The Ghana Mineworkers Union has raised concerns about the sustainability of government’s policy of trading its gold reserve for oil on the international commodity market.
The union maintains that although the idea is quite innovative, it only appears as a short-term solution to the current economic challenges confronting the country.
Government announced that it is working on a policy to buy oil products with gold as one of the solutions to halting the depreciation of the cedi.
Speaking to Citi News the General Secretary of the Ghana Mineworkers Union, Abdul Moomin, says a more sustainable measure must be put in place.
“At the end of the day, the expectation is that, if it’s a credible avenue that we can use to leverage the rising cost of petroleum products across the globe and Ghana is not an exception, I think it’s an innovative idea that could be looked at. But it all boils down to how much gold we have in store and how much we are ready to trade.
“I don’t know how sustainable that will be, because the downside obviously tells us that Ghana does not have much control when it comes to its oil,” the General Secretary of the Ghana Mineworkers Union underscored.
Gold for Oil Policy
The Vice President, Dr. Mahamudu Bawumia in November 2022, hinted at a policy to use gold to make purchases of oil on the commodity market.
Speaking at the AGI Awards night in Accra, Dr.
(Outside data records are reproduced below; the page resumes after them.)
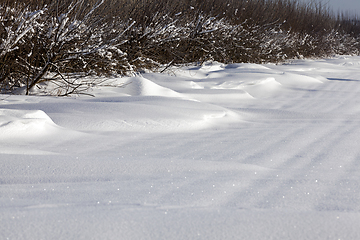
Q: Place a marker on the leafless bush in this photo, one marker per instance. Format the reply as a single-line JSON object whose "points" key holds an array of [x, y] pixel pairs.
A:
{"points": [[60, 42]]}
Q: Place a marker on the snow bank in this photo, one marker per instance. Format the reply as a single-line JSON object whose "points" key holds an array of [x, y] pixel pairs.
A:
{"points": [[240, 151]]}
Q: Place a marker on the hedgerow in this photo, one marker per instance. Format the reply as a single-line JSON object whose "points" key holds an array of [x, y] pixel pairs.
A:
{"points": [[65, 40]]}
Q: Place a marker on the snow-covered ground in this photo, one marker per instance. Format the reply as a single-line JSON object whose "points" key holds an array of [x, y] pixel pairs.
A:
{"points": [[240, 151]]}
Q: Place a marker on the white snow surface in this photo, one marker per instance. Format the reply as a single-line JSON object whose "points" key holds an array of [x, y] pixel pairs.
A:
{"points": [[240, 151]]}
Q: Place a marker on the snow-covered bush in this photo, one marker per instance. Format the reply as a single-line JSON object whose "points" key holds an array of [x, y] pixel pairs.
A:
{"points": [[59, 45], [64, 40]]}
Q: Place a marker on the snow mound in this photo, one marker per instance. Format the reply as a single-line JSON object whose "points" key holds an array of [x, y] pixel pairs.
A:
{"points": [[139, 86], [25, 124], [262, 88]]}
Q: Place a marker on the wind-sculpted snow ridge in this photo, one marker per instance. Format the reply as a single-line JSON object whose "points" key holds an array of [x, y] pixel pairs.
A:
{"points": [[240, 151]]}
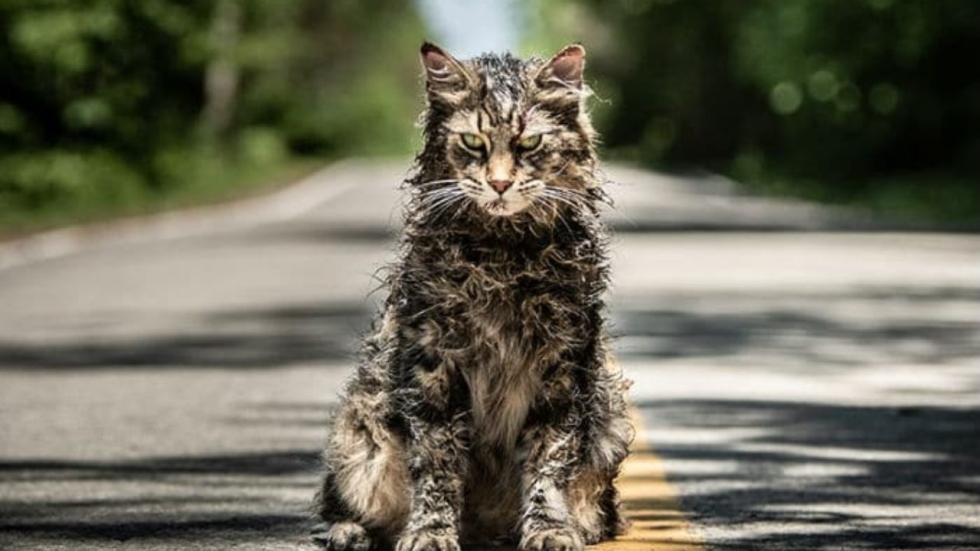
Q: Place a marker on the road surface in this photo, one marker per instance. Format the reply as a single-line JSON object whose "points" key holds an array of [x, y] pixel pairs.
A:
{"points": [[166, 388]]}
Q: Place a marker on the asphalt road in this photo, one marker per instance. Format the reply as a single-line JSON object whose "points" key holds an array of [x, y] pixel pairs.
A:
{"points": [[806, 382]]}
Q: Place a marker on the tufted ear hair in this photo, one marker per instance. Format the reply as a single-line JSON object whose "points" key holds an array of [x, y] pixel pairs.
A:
{"points": [[445, 77], [565, 69]]}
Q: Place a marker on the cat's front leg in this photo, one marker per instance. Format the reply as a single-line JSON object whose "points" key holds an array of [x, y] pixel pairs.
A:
{"points": [[438, 429], [550, 456], [437, 463]]}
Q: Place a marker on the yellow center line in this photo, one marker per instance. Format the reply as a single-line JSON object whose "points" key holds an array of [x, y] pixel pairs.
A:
{"points": [[657, 522]]}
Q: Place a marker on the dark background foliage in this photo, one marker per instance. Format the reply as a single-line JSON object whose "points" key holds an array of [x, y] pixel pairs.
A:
{"points": [[117, 106], [868, 101]]}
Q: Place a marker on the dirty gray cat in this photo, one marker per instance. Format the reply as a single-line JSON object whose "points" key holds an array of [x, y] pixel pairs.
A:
{"points": [[484, 408]]}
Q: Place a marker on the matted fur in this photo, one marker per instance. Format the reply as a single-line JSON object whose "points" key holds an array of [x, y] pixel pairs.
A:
{"points": [[484, 408]]}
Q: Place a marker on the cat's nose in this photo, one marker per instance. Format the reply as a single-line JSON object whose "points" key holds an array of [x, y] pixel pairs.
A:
{"points": [[500, 185]]}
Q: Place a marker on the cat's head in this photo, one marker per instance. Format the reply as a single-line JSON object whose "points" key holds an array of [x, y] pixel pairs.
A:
{"points": [[506, 134]]}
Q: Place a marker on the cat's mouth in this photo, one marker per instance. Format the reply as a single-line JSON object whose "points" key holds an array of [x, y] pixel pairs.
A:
{"points": [[500, 207]]}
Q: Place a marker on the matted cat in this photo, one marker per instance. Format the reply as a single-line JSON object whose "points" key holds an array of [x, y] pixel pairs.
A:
{"points": [[484, 408]]}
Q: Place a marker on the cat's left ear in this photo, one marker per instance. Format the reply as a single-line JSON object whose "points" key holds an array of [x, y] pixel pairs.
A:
{"points": [[445, 77], [564, 69]]}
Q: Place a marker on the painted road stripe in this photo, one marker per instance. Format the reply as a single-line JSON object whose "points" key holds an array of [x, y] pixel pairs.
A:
{"points": [[658, 523]]}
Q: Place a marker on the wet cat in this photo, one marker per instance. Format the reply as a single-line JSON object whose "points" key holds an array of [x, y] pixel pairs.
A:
{"points": [[484, 408]]}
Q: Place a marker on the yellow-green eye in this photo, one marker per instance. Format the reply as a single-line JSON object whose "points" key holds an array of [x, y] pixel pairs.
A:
{"points": [[472, 141], [528, 143]]}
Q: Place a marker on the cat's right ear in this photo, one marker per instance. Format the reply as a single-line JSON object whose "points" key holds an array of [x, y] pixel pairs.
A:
{"points": [[445, 77]]}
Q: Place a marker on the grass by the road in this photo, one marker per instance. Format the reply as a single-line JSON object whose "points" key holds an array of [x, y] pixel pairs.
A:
{"points": [[217, 183]]}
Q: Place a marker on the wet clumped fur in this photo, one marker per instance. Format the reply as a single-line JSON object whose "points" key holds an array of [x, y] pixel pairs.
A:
{"points": [[484, 408]]}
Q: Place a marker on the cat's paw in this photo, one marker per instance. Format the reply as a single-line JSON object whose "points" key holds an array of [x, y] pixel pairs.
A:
{"points": [[428, 540], [553, 539], [344, 536]]}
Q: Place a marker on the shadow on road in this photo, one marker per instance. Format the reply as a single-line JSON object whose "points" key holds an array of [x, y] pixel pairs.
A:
{"points": [[782, 475], [235, 339]]}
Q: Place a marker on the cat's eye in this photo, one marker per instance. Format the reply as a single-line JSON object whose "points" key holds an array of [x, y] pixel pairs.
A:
{"points": [[472, 141], [527, 143]]}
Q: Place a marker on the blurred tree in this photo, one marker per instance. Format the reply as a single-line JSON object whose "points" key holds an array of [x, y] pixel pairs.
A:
{"points": [[846, 100], [112, 101]]}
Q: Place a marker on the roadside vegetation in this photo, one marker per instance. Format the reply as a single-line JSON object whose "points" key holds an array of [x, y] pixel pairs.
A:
{"points": [[109, 108], [874, 103]]}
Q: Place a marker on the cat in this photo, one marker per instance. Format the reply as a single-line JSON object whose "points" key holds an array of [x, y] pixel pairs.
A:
{"points": [[484, 408]]}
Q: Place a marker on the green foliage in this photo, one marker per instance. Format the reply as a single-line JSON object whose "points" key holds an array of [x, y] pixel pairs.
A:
{"points": [[125, 102], [873, 101]]}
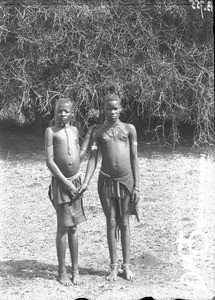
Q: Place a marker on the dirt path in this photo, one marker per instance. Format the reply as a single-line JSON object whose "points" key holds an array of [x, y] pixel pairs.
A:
{"points": [[172, 248]]}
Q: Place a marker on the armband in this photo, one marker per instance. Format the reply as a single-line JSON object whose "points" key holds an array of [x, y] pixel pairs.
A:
{"points": [[84, 149], [94, 147]]}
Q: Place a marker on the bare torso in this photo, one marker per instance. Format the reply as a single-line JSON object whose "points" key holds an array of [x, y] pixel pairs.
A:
{"points": [[115, 151], [66, 150]]}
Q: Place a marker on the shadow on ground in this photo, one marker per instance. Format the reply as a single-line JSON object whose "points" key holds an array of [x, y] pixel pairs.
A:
{"points": [[31, 269]]}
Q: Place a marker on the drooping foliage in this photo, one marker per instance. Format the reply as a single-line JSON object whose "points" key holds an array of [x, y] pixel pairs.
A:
{"points": [[157, 55]]}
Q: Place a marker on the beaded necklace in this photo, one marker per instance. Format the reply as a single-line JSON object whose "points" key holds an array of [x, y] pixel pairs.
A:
{"points": [[64, 126]]}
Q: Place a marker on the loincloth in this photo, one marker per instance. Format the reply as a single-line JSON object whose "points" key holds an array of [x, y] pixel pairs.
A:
{"points": [[119, 189], [69, 210]]}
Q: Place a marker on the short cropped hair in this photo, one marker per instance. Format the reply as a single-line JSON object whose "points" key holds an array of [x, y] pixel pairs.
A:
{"points": [[111, 97], [65, 100]]}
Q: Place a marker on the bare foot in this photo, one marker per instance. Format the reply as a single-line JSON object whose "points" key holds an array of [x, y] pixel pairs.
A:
{"points": [[127, 272], [113, 273], [76, 278], [63, 278]]}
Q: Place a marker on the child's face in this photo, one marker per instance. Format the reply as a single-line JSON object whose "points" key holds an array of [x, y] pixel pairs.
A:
{"points": [[63, 112], [112, 110]]}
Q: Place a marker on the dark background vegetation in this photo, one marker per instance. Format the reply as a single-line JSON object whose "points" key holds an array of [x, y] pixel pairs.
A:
{"points": [[157, 55]]}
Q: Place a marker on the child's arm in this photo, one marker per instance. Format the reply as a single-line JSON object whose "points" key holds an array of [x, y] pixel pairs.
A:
{"points": [[85, 144], [134, 162], [52, 165], [91, 166]]}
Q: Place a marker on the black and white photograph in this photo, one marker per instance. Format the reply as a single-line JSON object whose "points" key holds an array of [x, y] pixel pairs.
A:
{"points": [[107, 150]]}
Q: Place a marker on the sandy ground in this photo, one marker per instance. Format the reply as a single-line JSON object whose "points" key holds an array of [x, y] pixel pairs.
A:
{"points": [[173, 247]]}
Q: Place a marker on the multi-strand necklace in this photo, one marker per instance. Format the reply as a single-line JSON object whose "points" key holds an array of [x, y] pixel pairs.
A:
{"points": [[112, 128], [67, 138]]}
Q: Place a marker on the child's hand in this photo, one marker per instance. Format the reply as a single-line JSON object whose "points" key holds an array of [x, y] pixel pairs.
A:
{"points": [[90, 129], [72, 190], [82, 189], [136, 195]]}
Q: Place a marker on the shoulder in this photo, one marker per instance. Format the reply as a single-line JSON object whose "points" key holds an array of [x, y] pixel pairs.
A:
{"points": [[74, 129], [49, 130], [129, 127]]}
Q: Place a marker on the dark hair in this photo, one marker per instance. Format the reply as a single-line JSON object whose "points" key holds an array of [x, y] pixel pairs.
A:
{"points": [[65, 100], [111, 97]]}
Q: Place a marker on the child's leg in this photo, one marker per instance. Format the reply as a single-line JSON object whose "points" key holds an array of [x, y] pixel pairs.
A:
{"points": [[61, 254], [109, 208], [125, 239], [73, 247]]}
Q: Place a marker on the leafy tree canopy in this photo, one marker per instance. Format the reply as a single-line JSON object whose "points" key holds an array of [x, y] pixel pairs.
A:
{"points": [[157, 55]]}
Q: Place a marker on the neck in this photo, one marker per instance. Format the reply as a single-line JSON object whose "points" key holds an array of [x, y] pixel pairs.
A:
{"points": [[112, 123]]}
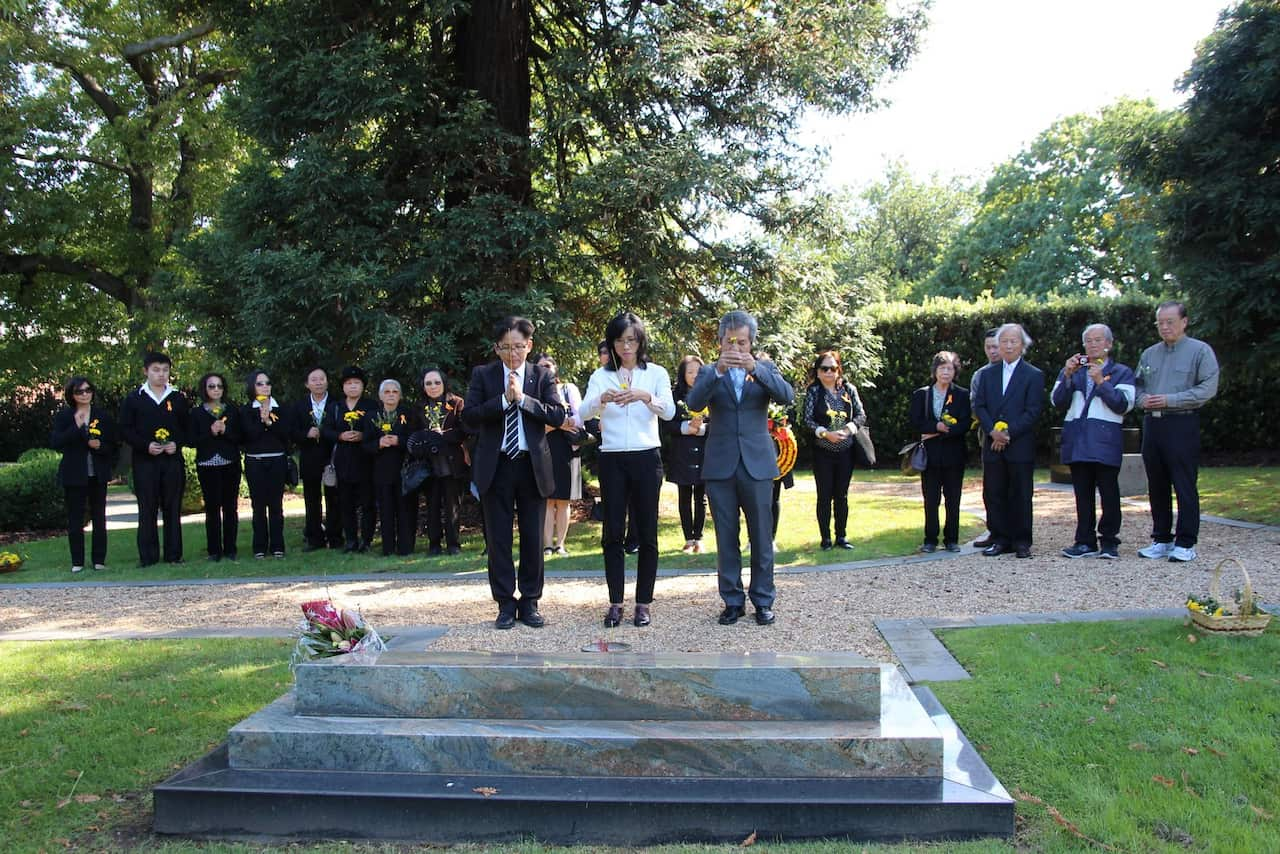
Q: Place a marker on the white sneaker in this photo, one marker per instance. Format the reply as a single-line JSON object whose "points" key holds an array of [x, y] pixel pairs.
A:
{"points": [[1156, 551]]}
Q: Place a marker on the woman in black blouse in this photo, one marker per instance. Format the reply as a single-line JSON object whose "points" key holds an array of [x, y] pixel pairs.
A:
{"points": [[215, 435], [940, 412], [685, 456], [265, 437], [88, 439], [835, 412]]}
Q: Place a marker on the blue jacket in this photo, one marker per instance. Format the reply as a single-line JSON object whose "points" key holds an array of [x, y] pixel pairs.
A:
{"points": [[1092, 428]]}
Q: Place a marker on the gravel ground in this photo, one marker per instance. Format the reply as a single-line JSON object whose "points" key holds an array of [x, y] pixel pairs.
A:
{"points": [[830, 610]]}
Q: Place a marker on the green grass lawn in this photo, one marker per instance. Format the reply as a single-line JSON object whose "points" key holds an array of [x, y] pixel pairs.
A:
{"points": [[880, 526], [1128, 733]]}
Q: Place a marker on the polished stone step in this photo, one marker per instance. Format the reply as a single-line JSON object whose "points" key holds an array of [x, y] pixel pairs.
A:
{"points": [[594, 686], [908, 745], [213, 799]]}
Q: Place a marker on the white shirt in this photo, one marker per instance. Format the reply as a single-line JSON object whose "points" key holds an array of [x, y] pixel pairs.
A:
{"points": [[1008, 374], [635, 425]]}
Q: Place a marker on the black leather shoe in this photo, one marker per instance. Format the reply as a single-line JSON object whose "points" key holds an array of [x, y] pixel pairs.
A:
{"points": [[530, 616], [613, 616], [731, 613]]}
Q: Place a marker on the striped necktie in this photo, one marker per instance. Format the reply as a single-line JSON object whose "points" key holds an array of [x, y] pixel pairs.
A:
{"points": [[511, 429]]}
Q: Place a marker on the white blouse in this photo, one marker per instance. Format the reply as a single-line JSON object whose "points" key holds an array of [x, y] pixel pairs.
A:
{"points": [[635, 425]]}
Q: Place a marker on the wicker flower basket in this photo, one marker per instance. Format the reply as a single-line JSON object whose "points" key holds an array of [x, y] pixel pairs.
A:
{"points": [[1229, 624]]}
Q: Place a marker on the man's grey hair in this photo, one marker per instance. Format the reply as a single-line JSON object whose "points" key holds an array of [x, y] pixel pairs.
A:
{"points": [[1027, 339], [1106, 330], [737, 319]]}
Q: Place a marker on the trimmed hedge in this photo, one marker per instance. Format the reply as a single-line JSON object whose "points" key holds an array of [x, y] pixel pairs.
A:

Bawumia said this barter of sustainably mined gold for oil is key in addressing the economic crisis confronting the country.
The cedi depreciated by over 50 percent in 2022 and contributed to the high cost of fuel in Ghana.
“To address this fundamental challenge that we all face of depreciation and its impact on fuel and utility prices and food and so on, the government has opted to implement a policy of using our gold to buy oil products,” Dr. Bawumia said.
He further described it as one of the most important economic policy changes in Ghana since independence.
“If we implement it as we have envisioned, it will fundamentally change our balance of payment and significantly reduce the persistent deprecation of our currency,” he added.
The government has already directed all large-scale mining companies to sell 20 percent of all refined gold to the Bank of Ghana.
All Community Mining Schemes are also expected to sell their gold outputs to the government.
The government has also ordered small-scale miners to sell their gold to the state-owned Precious Minerals Marketing Company.